Выбрать главу

По-видимому, здесь Шестов только в первом отношении может оказаться близок к Чехову, который сумел неимоверно расширить «по горизонтали» область изображаемых социальных (в широком смысле) противоречий и углубить их «по вертикали» до общечело­веческих. В чеховских произведениях Необходимость может быть сведена к понятию общепринятой «нормы», и тогда исходному шестовскому инварианту отрицаемого рацио будет соответствовать «ненормальность нормального» (Г. А. Бялый [138]) с его вариантами. Отрицания науки, прогресса, этики как таковой у Чехова, конеч­но, нет. Но зато у Чехова есть то, что отсутствует у Шестова: пони­мание взаимной обратимости рационального и иррационального. Герои Чехова, поступая «разумно» со своей точки зрения, сплошь и рядом совершают поступки бессмысленные с других, чуждых им точек зрения. Это касается не только героев, одержимых идеей (Лида Волчанинова, Коврин и др.), но и героев «бессознательных». Вспомним письмо из рассказа «На святках», написанное «самой пошлостью». В этом письме пересказывается военный устав, и это мотивировано в тексте:

«— Чем твой зять там занимается? — спросил Егор.

— Он из солдат, батюшка, тебе известно, — ответил слабым голосом старик. — В одно время с тобой со службы пришел. <...>

Егор подумал немного и стал быстро писать».

Поступок даже такого героя субъективно осмыслен: очевидно, с его точки зрения «разумно» напомнить другому солдату об уставе. Но в контексте это становится бессмысленным до абсурда. И тем не менее письмо выполнило свою функцию: до Ефимьи доходит эмоциональный импульс сострадания, бессмыслица не помешала смыслу. Взаимные переходы «разумного» в «неразумное» и обрат­но часто оказываются связаны с темой некоммуникабельности. Эта иррационалистская тема всегда осложнена у Чехова тем, что каждому из субъектов неудавшейся коммуникации были изна­чально присущи вполне рациональные намерения.

Что же касается рефлектирующих центральных героев, попада­ющих в «ситуацию отчаяния», то их иррациональные действия, как правило, не имеют последствий.

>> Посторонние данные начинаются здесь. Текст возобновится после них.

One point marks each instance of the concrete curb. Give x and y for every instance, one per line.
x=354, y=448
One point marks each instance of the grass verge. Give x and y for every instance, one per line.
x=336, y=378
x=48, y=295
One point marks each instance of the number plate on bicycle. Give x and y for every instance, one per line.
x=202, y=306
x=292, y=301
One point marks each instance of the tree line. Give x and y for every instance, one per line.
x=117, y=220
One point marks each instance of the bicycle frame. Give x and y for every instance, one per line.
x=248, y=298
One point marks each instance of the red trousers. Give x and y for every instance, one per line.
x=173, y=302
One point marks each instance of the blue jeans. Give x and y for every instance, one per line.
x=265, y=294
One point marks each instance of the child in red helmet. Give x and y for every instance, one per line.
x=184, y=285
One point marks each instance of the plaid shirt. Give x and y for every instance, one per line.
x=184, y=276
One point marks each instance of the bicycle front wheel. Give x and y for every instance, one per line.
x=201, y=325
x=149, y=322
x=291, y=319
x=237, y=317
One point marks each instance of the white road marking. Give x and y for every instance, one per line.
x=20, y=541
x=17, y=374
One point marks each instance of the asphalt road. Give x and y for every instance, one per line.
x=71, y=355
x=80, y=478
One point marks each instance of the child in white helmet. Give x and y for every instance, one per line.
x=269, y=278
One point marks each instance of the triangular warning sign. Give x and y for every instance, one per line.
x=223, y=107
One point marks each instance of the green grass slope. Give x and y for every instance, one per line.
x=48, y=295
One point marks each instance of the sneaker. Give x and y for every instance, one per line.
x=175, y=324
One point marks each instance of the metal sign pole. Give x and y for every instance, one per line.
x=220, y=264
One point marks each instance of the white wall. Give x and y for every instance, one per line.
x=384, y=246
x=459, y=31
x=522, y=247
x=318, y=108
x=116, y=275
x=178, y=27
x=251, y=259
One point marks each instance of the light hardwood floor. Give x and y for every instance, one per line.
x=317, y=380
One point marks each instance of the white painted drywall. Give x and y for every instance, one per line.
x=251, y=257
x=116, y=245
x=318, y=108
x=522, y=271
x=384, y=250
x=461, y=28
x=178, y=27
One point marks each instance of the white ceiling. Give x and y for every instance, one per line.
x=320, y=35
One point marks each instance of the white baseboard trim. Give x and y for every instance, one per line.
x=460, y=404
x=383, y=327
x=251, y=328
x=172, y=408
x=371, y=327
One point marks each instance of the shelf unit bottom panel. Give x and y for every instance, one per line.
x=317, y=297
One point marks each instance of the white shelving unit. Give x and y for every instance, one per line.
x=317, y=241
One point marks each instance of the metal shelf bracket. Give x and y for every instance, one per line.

Так происходит после «воро­бьиной ночи» Николая Степановича, после выстрела Войницкого и во многих других случаях[139]. Отчаянный порыв сменяется подав­ленностью и безразличием. Наверное, отсюда эпиграф из Бодлера в статье Шестова о Чехове: «Покойся, мое сердце, спи сном бессло­весной твари».

Шестов, по-видимому, чувствовал, что чеховские тексты шире его интерпретации. Это доказывается тем, что именно по отноше­нию к ним появляются такие строки: «Есть в мире какая-то непо­бедимая сила, давящая и уродующая человека — это ясно до ося­заемости. Малейшая неосторожность, и самый малый, как и самый великий, становится ее жертвой. Обманывать себя можно только понаслышке. Но кто однажды побывал в железных лапах необхо­димости, тот навсегда утратил вкус к идеалистическим самооболь­щениям». Шестов чаще пользовался другой метафорой для Необхо­димости, взятой из «Записок из подполья», — Стена, неподвижное, непреодолимое препятствие. Здесь же она именуется «непобедимой силой, давящей и уродующей человека», то есть оду­шевляется, наделяется способностью к действию. И, как ни странно, в текстах Чехова — тех, которые Шестов не разбирал и вряд ли заметил — находятся точные параллели к этому образу. Такова «невидимая гнетущая сила», которая сковывает природу в «Степи»; такова явная метафора Необходимости — «спокойное зе­леное чудовище», стремящееся поглотить жизнь Веры Кардиной («В родном углу»); такова «неизвестная таинственная сила», со­здавшая алогичный мир рассказа «Случай из практики». Неадек­ватная во многих отношениях интерпретация Шестова неожидан­но затрагивает глубинные пласты чеховского мира.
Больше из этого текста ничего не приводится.